Chapter 3: The Big Lie

London, for all its pretensions and aspirations to grandeur, would always be a crude and jangling city to Tonks; growing up there had cured her of the tourist’s impulse to see it, really see it, as something other than everyday. There were nice parts of it, that was true, but those nice parts would forever be merely rich neighborhoods for Tonks (or, worse, out-of-towners’ havens, where the cameras and loud T-shirts and North American accents abounded). Grimmauld Place, in her mind, was not part of London; it was entirely separate, a hidey hole disassociated with the raw rhythm of thousands of people living and working side-by-side.

When Snape told her they were going to London, the night after she saw the blood on his hands, her first thoughts were of her family, and then of the little park where she had played as soon as she could keep her face steady and not scare the Muggles. But this was not the London he was taking her to. At first, it seemed to be merely the quaint, touristy part of Kensington near St. Jude’s church. They circled over the townhouses as Snape decided where to land - for they had evidently been given strict orders to bring only one broom between them, and not to Apparate - and Tonks nearly choked him to death when his feet touched ground and hers didn’t.

“Couldn’t you have made yourself a little taller?” he asked, irritably.

“I thought you said it might be best for me to play up the family resemblance,” she replied, irked. The Blacks were not especially tall. She did, however, concentrate on lengthening her legs by an inch or two. It was easier to keep up with his long stride that way.

Their Disillusionment charms did not quite last until they reached their destination, which was a brick house Tonks thought she recognized. She searched her mind, but couldn’t place it, she thought. It was a nagging feeling more than a real memory, as though there was something not quite important but very interesting about the house, if only she could remember it. She ignored the nagging feeling. “It will do me no good, anyway,” she muttered.

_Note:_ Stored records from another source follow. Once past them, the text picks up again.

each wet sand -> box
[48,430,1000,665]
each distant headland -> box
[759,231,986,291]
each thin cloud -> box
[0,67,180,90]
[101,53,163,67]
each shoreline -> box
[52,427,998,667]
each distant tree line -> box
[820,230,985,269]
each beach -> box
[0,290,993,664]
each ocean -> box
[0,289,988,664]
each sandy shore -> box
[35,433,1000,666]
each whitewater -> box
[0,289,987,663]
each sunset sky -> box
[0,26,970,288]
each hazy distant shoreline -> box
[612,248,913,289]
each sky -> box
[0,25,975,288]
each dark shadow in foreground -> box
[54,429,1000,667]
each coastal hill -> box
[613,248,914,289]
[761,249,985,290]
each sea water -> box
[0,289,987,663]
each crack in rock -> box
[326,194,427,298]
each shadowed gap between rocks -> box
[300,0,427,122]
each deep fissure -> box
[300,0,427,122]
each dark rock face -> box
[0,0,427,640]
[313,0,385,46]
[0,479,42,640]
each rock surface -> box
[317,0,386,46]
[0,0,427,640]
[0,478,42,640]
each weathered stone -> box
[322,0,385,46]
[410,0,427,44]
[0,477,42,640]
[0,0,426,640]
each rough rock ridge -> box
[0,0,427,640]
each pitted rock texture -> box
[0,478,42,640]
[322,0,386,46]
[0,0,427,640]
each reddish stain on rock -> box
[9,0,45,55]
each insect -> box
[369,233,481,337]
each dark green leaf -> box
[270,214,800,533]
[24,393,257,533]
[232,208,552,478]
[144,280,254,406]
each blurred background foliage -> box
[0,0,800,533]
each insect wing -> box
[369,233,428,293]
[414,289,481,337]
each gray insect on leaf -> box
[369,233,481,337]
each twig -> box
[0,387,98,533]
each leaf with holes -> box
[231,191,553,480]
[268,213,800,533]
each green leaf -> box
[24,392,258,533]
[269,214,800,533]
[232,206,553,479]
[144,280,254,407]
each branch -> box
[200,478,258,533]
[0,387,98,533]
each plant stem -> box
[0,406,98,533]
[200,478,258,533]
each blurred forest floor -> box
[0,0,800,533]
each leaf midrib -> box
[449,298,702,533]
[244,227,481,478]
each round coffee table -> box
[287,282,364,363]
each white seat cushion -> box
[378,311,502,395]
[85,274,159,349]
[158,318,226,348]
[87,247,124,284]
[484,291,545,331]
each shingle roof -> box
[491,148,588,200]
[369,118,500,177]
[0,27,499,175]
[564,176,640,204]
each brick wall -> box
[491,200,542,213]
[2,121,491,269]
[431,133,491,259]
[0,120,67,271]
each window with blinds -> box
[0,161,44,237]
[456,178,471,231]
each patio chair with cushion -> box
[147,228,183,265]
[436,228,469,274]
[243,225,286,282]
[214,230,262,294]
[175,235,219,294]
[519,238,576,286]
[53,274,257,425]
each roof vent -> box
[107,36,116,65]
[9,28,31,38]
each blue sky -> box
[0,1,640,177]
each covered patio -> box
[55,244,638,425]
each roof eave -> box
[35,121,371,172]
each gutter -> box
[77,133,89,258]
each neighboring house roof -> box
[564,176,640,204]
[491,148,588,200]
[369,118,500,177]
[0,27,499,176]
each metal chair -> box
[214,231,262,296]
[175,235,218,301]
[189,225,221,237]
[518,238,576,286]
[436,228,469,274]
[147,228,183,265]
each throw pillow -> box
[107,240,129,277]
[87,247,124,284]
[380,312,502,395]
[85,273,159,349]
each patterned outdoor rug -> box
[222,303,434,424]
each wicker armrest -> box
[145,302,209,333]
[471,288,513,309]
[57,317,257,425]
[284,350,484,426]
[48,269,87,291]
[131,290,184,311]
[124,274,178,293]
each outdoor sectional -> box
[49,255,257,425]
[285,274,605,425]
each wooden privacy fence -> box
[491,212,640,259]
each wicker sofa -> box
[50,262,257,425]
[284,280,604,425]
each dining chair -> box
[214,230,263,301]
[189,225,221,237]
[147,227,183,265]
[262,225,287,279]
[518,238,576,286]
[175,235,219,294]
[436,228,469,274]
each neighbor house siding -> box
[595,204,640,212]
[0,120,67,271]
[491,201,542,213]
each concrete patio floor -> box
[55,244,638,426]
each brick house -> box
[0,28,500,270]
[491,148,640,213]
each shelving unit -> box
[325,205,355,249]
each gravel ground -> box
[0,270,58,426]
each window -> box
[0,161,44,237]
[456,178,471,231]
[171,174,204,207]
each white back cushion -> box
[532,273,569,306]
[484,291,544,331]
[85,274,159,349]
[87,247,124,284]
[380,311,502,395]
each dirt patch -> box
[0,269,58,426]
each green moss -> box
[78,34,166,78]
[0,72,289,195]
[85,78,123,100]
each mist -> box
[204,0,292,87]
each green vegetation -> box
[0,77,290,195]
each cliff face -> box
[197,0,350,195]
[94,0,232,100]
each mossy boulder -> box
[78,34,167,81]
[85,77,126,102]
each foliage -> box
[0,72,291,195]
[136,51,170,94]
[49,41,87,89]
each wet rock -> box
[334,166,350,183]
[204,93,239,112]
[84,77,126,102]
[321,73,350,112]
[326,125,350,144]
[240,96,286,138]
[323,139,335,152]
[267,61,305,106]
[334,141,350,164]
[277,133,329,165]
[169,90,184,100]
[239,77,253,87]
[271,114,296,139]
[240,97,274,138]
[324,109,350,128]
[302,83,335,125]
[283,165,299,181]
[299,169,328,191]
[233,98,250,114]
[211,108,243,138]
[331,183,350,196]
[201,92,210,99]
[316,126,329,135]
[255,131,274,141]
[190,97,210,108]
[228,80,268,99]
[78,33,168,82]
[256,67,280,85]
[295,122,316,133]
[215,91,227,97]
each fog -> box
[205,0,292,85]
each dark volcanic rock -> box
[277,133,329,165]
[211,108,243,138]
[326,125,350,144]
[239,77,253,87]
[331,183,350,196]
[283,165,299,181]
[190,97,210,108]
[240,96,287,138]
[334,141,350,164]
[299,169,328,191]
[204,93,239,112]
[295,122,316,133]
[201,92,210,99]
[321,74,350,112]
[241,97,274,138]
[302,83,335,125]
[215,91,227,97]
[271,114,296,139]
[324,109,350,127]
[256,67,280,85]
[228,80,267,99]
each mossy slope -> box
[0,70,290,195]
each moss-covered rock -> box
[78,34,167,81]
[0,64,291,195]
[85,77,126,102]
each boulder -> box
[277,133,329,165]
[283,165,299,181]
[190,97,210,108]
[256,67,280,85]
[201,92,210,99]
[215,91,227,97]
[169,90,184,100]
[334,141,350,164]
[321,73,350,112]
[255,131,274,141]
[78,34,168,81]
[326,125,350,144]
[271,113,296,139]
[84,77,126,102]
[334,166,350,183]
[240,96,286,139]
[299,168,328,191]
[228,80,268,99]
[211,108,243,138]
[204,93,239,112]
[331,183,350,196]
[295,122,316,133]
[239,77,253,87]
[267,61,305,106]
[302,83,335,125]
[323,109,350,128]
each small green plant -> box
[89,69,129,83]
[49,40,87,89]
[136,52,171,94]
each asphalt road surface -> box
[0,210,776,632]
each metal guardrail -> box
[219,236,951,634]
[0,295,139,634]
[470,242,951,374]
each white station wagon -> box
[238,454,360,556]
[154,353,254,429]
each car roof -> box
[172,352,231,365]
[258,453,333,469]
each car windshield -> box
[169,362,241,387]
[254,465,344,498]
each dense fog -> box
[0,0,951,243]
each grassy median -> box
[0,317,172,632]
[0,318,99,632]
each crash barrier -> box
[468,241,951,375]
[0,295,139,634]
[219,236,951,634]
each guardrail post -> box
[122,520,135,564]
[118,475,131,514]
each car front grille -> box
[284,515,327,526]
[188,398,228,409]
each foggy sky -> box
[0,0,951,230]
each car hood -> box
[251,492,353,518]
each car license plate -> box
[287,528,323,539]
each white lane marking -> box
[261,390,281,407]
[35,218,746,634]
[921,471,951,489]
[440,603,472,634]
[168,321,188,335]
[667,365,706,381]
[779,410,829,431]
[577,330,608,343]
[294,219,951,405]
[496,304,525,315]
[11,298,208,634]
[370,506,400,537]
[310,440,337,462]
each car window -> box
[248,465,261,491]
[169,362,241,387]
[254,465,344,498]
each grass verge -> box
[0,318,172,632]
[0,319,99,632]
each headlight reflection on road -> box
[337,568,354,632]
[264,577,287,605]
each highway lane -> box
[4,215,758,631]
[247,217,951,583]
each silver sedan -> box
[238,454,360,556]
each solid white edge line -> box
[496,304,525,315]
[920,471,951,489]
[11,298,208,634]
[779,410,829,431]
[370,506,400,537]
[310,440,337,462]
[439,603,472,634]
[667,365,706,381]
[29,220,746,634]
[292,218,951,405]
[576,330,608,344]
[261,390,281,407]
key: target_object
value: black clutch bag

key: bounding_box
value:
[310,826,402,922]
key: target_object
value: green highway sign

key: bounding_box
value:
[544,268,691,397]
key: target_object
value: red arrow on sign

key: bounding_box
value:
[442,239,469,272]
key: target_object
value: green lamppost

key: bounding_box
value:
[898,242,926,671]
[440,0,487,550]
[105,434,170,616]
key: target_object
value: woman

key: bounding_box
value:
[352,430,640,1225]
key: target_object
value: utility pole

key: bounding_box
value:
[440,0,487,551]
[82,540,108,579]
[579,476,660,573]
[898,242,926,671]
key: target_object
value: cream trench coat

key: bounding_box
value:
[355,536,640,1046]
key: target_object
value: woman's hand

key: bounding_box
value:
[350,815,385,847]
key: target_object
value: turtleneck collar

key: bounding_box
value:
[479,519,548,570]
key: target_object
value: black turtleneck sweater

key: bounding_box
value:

“The resemblance might do you good, and that is all that matters - that it could possibly help,” Snape said, obviously still irritated and assuming that her comment had been directed at him. He evidently was put off by the fact that Muggles were glancing their way, quickly and sidewise, as though they had seen something funny out of the corner of their eye. Well, it’s not my fault we’re dressed like this, like the Ku Klux Klan inverted, she thought, and then realized that that was likely the inspiration for the black robes and hoods and white masks. Klansmen going to sweep the porch. The broom was likely the place the Disillusionment would fade from first.

For a moment, she wondered what the Muggles saw: Two people dressed in regular black clothing? Nobody at all? A cleaning crew, housekeepers just finished with one of the houses, off to their lorry and the next job? But the door was opening, possibly by aid of house-elf, and they were admitted.

“The wind is southerly,” Snape said, in a conversational tone. It must have been a password, because one color in the patterned carpet began to glow. They followed it upwards, up the stairs and around a corner to a small room that could have been a bedroom. There was no closet - the house was too old, and it would have been a wardrobe - but the window provided a view of the cathedral across the street, and despite the fact that the room now held only two chairs, nothing could cover the worn spots in the carpeting where furniture once had been.

“Stay calm,” he whispered to her, his voice not menacing for once. It was an odd sort of reassurance, but he was trying to reassure her, all the same. “You will not see the Dark Lord on your first visit here, and I am the only Legilimens among the Death Eaters, apart from him.”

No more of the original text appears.